Knowing this might help get at why the more straight forward method does
not work.

This is what I ran to restore the database:
export PGHOST=${RDSENV}.xxxxxxxxxxxx.us-east-1.rds.amazonaws.com
cd /migrate/TASK001793786/2022-10-19b
NEWDB=sides
pg_restore -v --create --clean --no-owner --jobs=`nproc` -Fd
--dbname=template1 $NEWDB
psql $NEWDB -f all_OWNER.sql
psql $NEWDB -f all_GRANT.sql

The name of the database is "sides", and there's a directorynamed "sides"
under /migrate/TASK001793786/2022-10-19b.

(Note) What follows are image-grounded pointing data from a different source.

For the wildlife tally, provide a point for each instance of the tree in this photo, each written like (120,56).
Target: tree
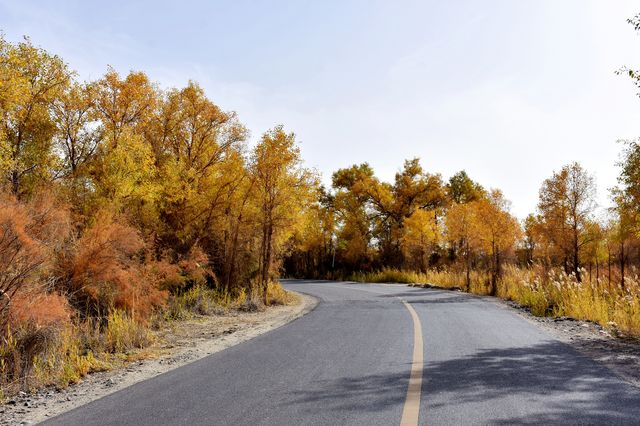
(30,79)
(283,187)
(461,189)
(567,201)
(461,228)
(421,234)
(497,231)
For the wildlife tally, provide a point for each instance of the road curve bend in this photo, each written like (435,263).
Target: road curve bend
(375,354)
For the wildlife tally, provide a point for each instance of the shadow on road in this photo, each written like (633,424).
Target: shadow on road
(558,384)
(378,392)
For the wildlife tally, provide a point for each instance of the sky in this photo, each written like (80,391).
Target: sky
(509,91)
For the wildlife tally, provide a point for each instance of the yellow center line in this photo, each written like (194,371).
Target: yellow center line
(411,410)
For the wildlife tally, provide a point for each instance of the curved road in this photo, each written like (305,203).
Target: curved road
(349,361)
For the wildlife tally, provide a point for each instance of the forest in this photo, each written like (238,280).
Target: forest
(123,204)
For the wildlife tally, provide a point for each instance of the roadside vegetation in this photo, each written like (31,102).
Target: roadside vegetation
(122,206)
(568,258)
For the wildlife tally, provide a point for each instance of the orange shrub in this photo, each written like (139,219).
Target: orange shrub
(107,271)
(30,236)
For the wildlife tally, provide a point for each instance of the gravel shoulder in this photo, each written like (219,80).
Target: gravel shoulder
(618,353)
(181,343)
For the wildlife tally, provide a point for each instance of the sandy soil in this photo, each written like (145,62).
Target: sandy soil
(620,354)
(183,342)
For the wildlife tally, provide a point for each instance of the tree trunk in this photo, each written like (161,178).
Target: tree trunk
(622,283)
(265,272)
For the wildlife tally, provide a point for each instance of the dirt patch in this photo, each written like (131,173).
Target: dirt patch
(618,353)
(181,343)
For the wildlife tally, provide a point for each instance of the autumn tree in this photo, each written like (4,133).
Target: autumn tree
(462,231)
(497,231)
(567,201)
(462,189)
(30,80)
(421,234)
(282,188)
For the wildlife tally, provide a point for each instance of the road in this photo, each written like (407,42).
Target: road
(349,362)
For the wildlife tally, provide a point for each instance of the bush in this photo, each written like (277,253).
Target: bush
(107,272)
(123,334)
(198,300)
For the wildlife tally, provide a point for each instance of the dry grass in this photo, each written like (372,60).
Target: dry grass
(277,295)
(551,293)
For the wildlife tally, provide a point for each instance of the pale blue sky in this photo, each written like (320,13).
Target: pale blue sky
(508,90)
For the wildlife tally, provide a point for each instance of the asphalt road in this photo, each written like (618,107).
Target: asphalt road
(348,362)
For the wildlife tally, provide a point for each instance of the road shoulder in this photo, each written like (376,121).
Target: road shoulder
(184,342)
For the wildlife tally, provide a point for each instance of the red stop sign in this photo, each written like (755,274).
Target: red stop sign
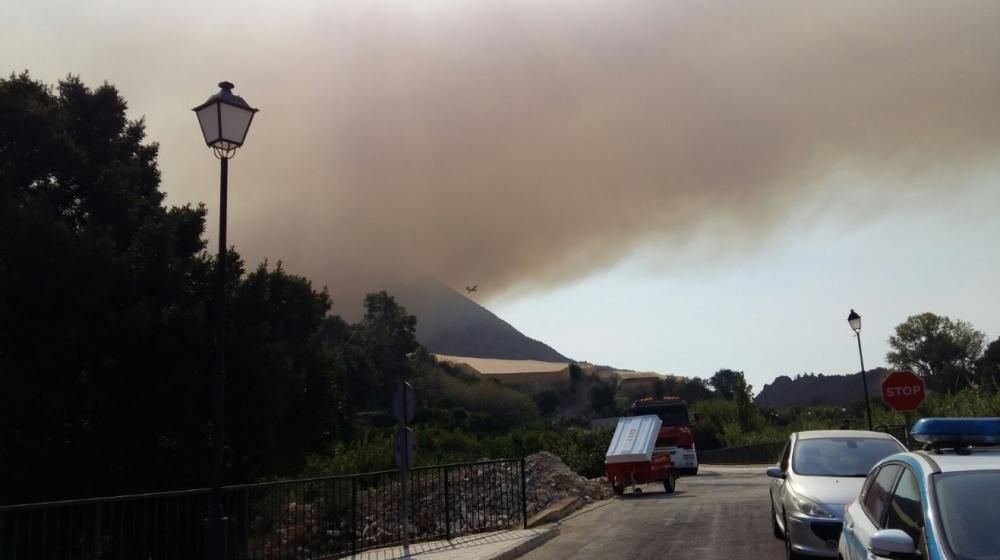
(903,390)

psql $NEWDB -f all_OWNER.sql
psql $NEWDB -f all_GRANT.sql

This is, of course, why we need to test the backup/restore process.

--
Angular momentum makes the world go 'round.

#15Adrian Klaver
adrian.klaver@aklaver.com
In reply to: Ron (#14)
Re: pg_restore 12 "permission denied for schema" errors

On 10/22/22 14:45, Ron wrote:

On 10/22/22 16:29, Adrian Klaver wrote:

To pseudo for me.

What file exactly is:

pg_restore --jobs=X --no-owner $NEWDB

restoring?

And how was that file created?

Knowing this might help get at why the more straight forward method
does not work.

This is what I ran to restore the database:
export PGHOST=${RDSENV}.xxxxxxxxxxxx.us-east-1.rds.amazonaws.com
cd /migrate/TASK001793786/2022-10-19b
NEWDB=sides
pg_restore -v --create --clean --no-owner --jobs=`nproc` -Fd
--dbname=template1 $NEWDB
psql $NEWDB -f all_OWNER.sql
psql $NEWDB -f all_GRANT.sql

The name of the database is "sides", and there's a directorynamed
"sides" under /migrate/TASK001793786/2022-10-19b.

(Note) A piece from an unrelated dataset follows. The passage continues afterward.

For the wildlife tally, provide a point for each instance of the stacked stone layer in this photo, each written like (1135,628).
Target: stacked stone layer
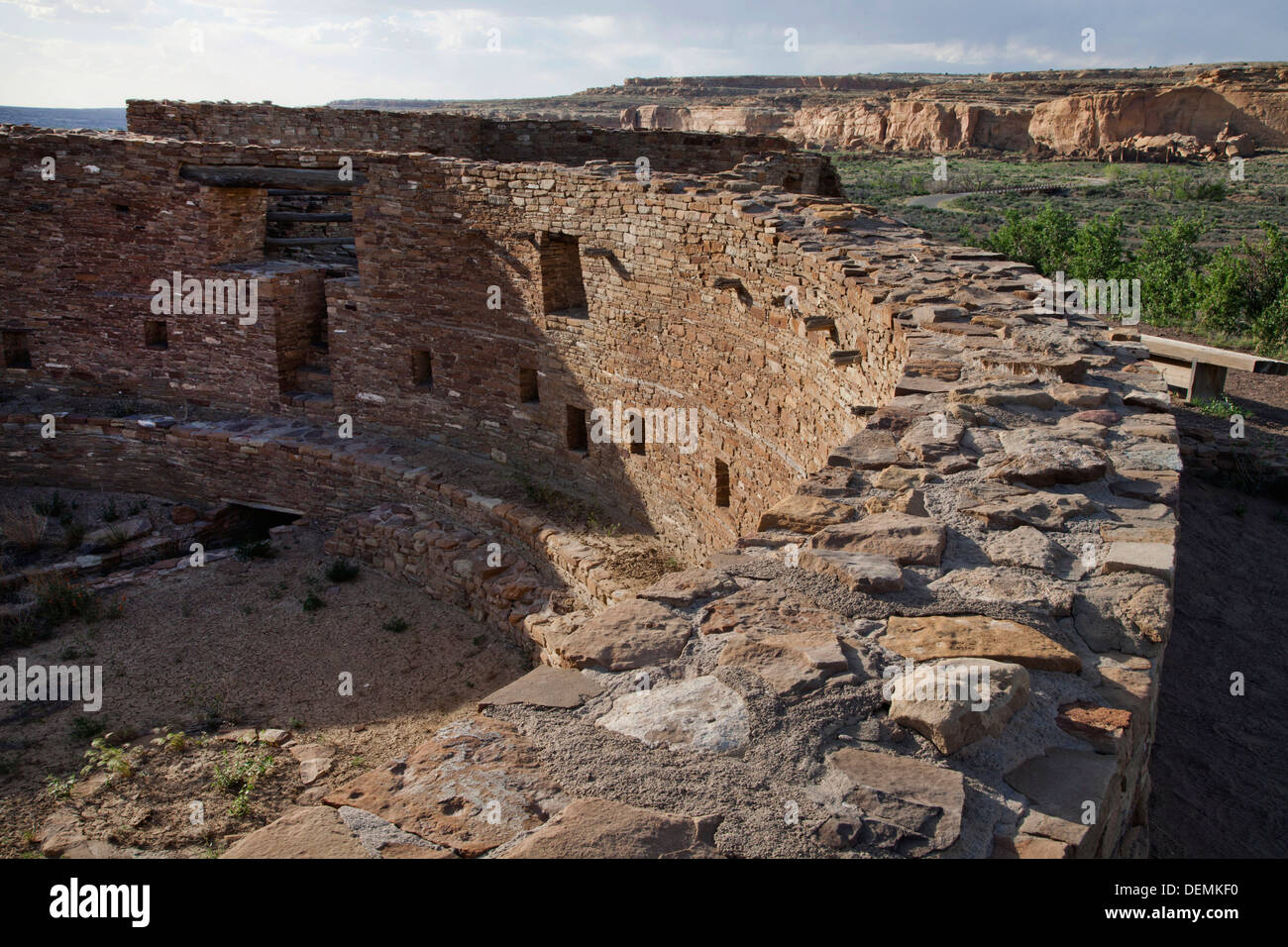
(923,470)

Aah, I forgot about the -Fd, now it makes more sense.

To get past the --jobs induced error required the addition of --no-owner
and then adding owners and grants after the main restore.

What was the pg_dump command that produced
/migrate/TASK001793786/2022-10-19b/sides ?

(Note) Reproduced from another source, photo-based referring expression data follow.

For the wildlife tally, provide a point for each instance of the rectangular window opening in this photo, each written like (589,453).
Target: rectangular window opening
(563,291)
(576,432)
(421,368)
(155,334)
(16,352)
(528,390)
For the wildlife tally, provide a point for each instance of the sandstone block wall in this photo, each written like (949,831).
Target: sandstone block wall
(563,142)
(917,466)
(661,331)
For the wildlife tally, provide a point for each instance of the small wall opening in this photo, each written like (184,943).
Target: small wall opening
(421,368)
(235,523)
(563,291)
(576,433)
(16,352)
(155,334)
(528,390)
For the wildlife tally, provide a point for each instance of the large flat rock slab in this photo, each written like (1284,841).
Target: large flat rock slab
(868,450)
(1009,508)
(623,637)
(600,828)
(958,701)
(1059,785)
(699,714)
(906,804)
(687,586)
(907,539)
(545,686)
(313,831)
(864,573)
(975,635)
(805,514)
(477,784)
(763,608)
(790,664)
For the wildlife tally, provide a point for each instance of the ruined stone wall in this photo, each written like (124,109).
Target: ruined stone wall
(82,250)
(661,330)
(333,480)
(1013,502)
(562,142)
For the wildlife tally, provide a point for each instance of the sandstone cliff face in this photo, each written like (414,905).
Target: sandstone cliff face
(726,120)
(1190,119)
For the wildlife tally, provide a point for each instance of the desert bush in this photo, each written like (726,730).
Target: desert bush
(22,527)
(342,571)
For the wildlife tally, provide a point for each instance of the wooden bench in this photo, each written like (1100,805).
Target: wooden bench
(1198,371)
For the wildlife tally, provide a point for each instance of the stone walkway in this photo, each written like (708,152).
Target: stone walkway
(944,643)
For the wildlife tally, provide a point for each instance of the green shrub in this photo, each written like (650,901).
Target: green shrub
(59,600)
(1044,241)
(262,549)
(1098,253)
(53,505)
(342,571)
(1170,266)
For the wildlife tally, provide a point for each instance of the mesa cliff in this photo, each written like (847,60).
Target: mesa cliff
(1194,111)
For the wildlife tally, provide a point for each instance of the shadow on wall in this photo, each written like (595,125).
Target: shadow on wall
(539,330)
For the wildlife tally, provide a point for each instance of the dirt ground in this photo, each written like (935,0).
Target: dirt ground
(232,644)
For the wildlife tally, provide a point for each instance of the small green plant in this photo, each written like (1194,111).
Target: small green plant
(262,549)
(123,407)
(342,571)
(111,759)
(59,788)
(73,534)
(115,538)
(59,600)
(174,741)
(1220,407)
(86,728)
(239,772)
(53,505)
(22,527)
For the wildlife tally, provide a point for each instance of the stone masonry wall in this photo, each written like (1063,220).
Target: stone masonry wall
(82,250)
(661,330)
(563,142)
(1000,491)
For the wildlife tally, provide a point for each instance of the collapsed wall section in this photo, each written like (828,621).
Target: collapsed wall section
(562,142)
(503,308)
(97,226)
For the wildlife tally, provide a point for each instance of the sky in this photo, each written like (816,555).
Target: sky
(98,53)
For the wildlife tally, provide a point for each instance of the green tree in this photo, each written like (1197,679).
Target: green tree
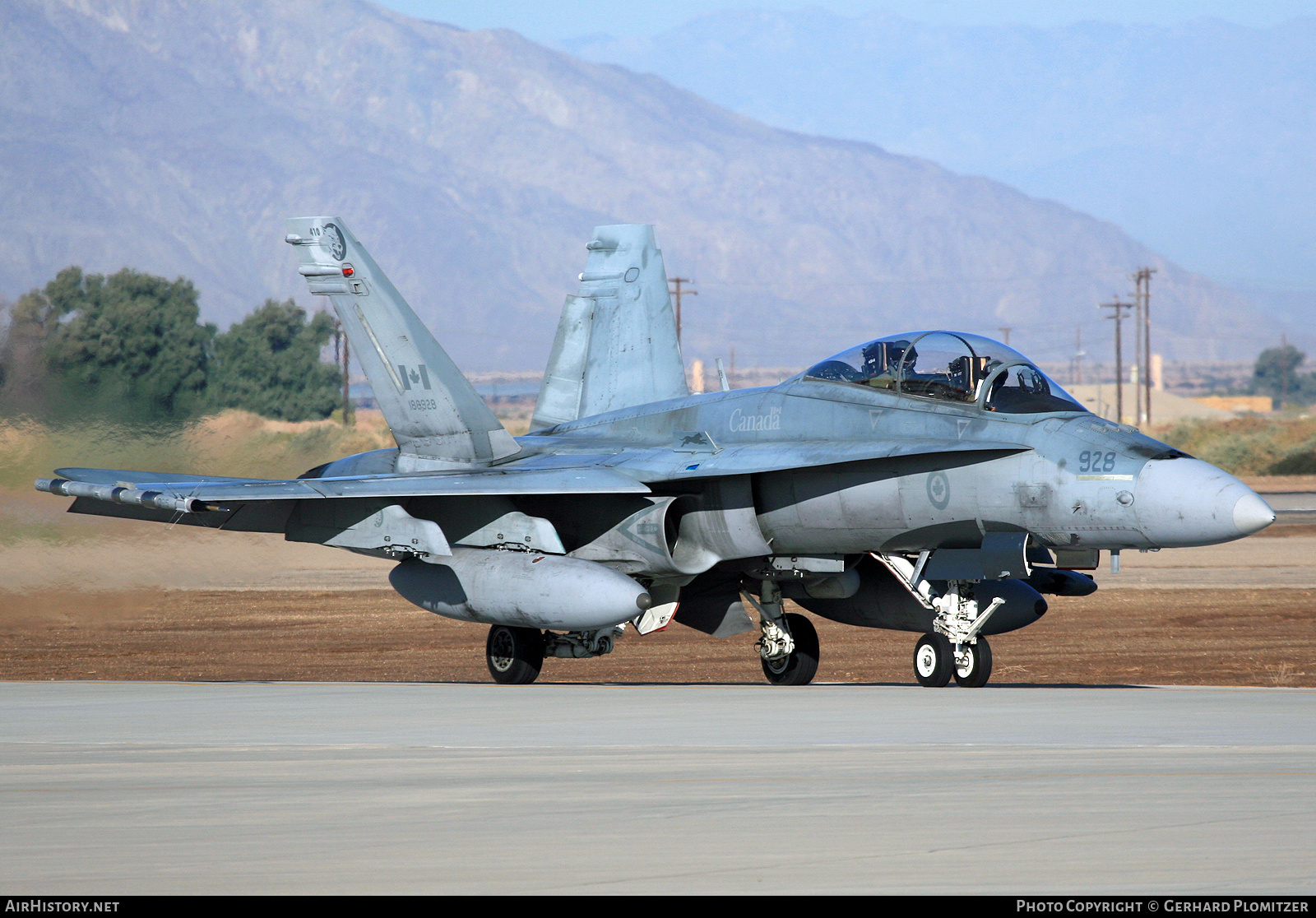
(127,346)
(1276,373)
(269,364)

psql $NEWDB -f all_OWNER.sql
psql $NEWDB -f all_GRANT.sql

This is, of course, why we need to test the backup/restore process.

--
Adrian Klaver
adrian.klaver@aklaver.com

#16Ron
ronljohnsonjr@gmail.com
In reply to: Adrian Klaver (#15)
Re: pg_restore 12 "permission denied for schema" errors

On 10/22/22 17:06, Adrian Klaver wrote:

On 10/22/22 14:45, Ron wrote:

On 10/22/22 16:29, Adrian Klaver wrote:

To pseudo for me.

What file exactly is:

pg_restore --jobs=X --no-owner $NEWDB

restoring?

And how was that file created?

Knowing this might help get at why the more straight forward method does
not work.

This is what I ran to restore the database:
export PGHOST=${RDSENV}.xxxxxxxxxxxx.us-east-1.rds.amazonaws.com
cd /migrate/TASK001793786/2022-10-19b
NEWDB=sides
pg_restore -v --create --clean --no-owner --jobs=`nproc` -Fd
--dbname=template1 $NEWDB
psql $NEWDB -f all_OWNER.sql
psql $NEWDB -f all_GRANT.sql

The name of the database is "sides", and there's a directorynamed "sides"
under /migrate/TASK001793786/2022-10-19b.

Aah, I forgot about the -Fd, now it makes more sense.

To get past the --jobs induced error required the addition of --no-owner
and then adding owners and grants after the main restore.

What was the pg_dump command that produced
/migrate/TASK001793786/2022-10-19b/sides ?

PGHOST=mumble.xxxxxxxxxxxx.us-east-1.rds.amazonaws.com
PGUSER=postgres
cd /migrate/TASK001793786/`date +%F`
DB=sides
pg_dump -d $DB -j4 -Z0 -v -Fd --file=$DB 2> ${DB}_pgdump.log

--
Angular momentum makes the world go 'round.

#17Tom Lane
tgl@sss.pgh.pa.us
In reply to: Ron (#8)
Re: pg_restore 12 "permission denied for schema" errors

Ron <ronljohnsonjr@gmail.com> writes:

On 10/20/22 10:02, Adrian Klaver wrote:

3) What if you run without --jobs?

It runs without error.  Add "--jobs=2" and the errors appear.

That's ... suggestive ... but not suggestive enough. Can you
create a self-contained test case? It probably doesn't depend
much at all on your data, just the schema.